Wendy put down the report and focussed on the current day. Larry phoned again, spoke to Isaac. The conversation was brief, and Isaac made no comment when he came out of his office and left Challis Street with Wendy. On the drive south, she asked him what Larry had said.
‘He’s just curious, disappointed that he’ll not be there when we meet with Cojocaru.’
Wendy questioned no more, not sure that there wasn’t more to the conversation. The final destination had been messaged to Isaac who had entered it into his GPS.
‘I don’t trust Cojocaru, and he could end up feeding us nonsense,’ Isaac said. ‘Larry’s not so sure now that Gaffney and Briganti’s are related. There are some differences.’
‘Is that what he was talking to you about?’
‘Sorry. I was distracted before. Alwyn Davies is sticking his nose in, and then we’ve got Serious and Organised Crime Command to update.’
‘Superintendent Caddick?’
‘Davies will use any excuse to get his man back, and in truth, we could do with some help, not Caddick obviously.’
‘Serious and Organised Crime Command will be able to offer backup, more their case if Briganti’s is proven to be the result of organised crime.’

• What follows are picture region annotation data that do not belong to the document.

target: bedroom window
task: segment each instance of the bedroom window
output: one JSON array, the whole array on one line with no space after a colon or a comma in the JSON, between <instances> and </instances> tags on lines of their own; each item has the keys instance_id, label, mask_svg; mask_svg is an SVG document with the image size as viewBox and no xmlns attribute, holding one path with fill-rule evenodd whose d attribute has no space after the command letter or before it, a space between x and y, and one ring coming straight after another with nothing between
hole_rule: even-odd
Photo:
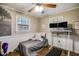
<instances>
[{"instance_id":1,"label":"bedroom window","mask_svg":"<svg viewBox=\"0 0 79 59\"><path fill-rule=\"evenodd\" d=\"M16 20L16 31L17 32L27 32L29 30L29 19L20 16Z\"/></svg>"}]
</instances>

‘Cojocaru probably knows by now, although we can’t be sure he’ll tell us the truth.’
Wendy looked out of the car window: at the people driving to work or to the shops, the school children in their uniforms, heavily-laden backpacks containing their books. Every other child she could see had a smartphone and was busy texting. In her day, there had been no smartphones, no internet, no ability to send a message to someone around the world, or ten yards down the road. She missed those times: calmer, safer, more agreeable. A time when a child rode a bike to school with no helmet, no fear of abduction, and where the mother would be at home on the child’s return after school, as her mother had been. But now, for most of those at the schools they passed, there would be an empty house, a meal in the refrigerator for reheating in the microwave, a computer in the child’s bedroom for skyping, or Facebook, or for watching pornography. And now, she and her DCI were off to meet a thug, a man who prospered from the misery of others, a man who should not be in the country.
Sometimes, on the days when her arthritis troubled her, she felt that her time for policing had passed. Those were the times when she missed her husband the most, difficult though he had been in his final years with dementia setting in and an increasingly narrow view of people other than Anglo-Saxon and white. She knew what he would have thought of a Romanian gangster. It was a good job he was not in the car with them as they pulled into the pub car park.
‘The Black Rabbit,’ Wendy said as she looked up at the sign outside the building. ‘Hardly seems appropriate, does it?’
‘It depends who’s the rabbit, him or us.’
Across from their car, Antonescu and Becali.
‘They’ll want to check us for weapons, recording devices.’
‘We’ve no protection,’ Wendy said. ‘I don’t like the look of the shorter one.’
‘Crin Antonescu, a former wrestler, violent, and apparently he enjoys it.’
‘I’ve read their files. The other one, Becali, looks more agreeable.’
‘Socially, maybe, but he’s a murderer. We don’t think they were in Ireland with Gaffney.’
‘Any reason why not?’
‘They were in London four hours before the man’s death, and two hours after. We’ve got witnesses who’ll attest to that.’
‘Reliable?’
‘One was an off-duty policeman, the other, the publican of the Wellington Arms.’
‘We’re clean,’ Isaac shouted across to the two men.
‘Where’s Hill?’ Becali said.
‘In Ireland. I’ve brought Detective Sergeant Gladstone instead.’
‘What’s in Ireland?’ Antonescu said. He was standing on the other side of the car to Becali, alongside Wendy. She looked up at him; he, down at her. Neither smiled. Wendy could see that his eyes were too close together and his muscles bulged under a jacket two sizes too small for him. He reminded her of a Smurf, a cartoon that was still popular, but without the blue skin, and definitely without the smile.
The two police officers got out of their car. Becali patted down Isaac. ‘Police business. I’ve left the phone in the car.’
‘And how about you?’ Antonescu said to Wendy.
‘Clean.’
The man shrugged his shoulders and moved away.
‘He’s inside. Don’t trick us or he’ll not be pleased,’ Becali said as the four walked towards the pub’s low door.
‘Don’t worry. No one’s coming if that’s what you’re worried about, and no one’s listening in,’ Isaac said. ‘Let’s hope Mr Cojocaru is going to tell us something. It was a long drive for just a drink.’
‘What he tells you is not our business. We only follow orders,’ Antonescu said.
Inside, the pub was typical of so many: horseshoes on the walls, old newspaper articles and photos of the area stretching back a hundred years and even longer. One picture of the pub, horses and carts outside, the men with their stiff collars and hats, the women dressed in their Sunday best.
‘I’ve bought three pints,’ Cojocaru said as he shook Isaac’s hand.
Not wishing to be impolite, although not wanting to return the gesture, Isaac smiled and offered the typical, ‘Pleased to meet you.’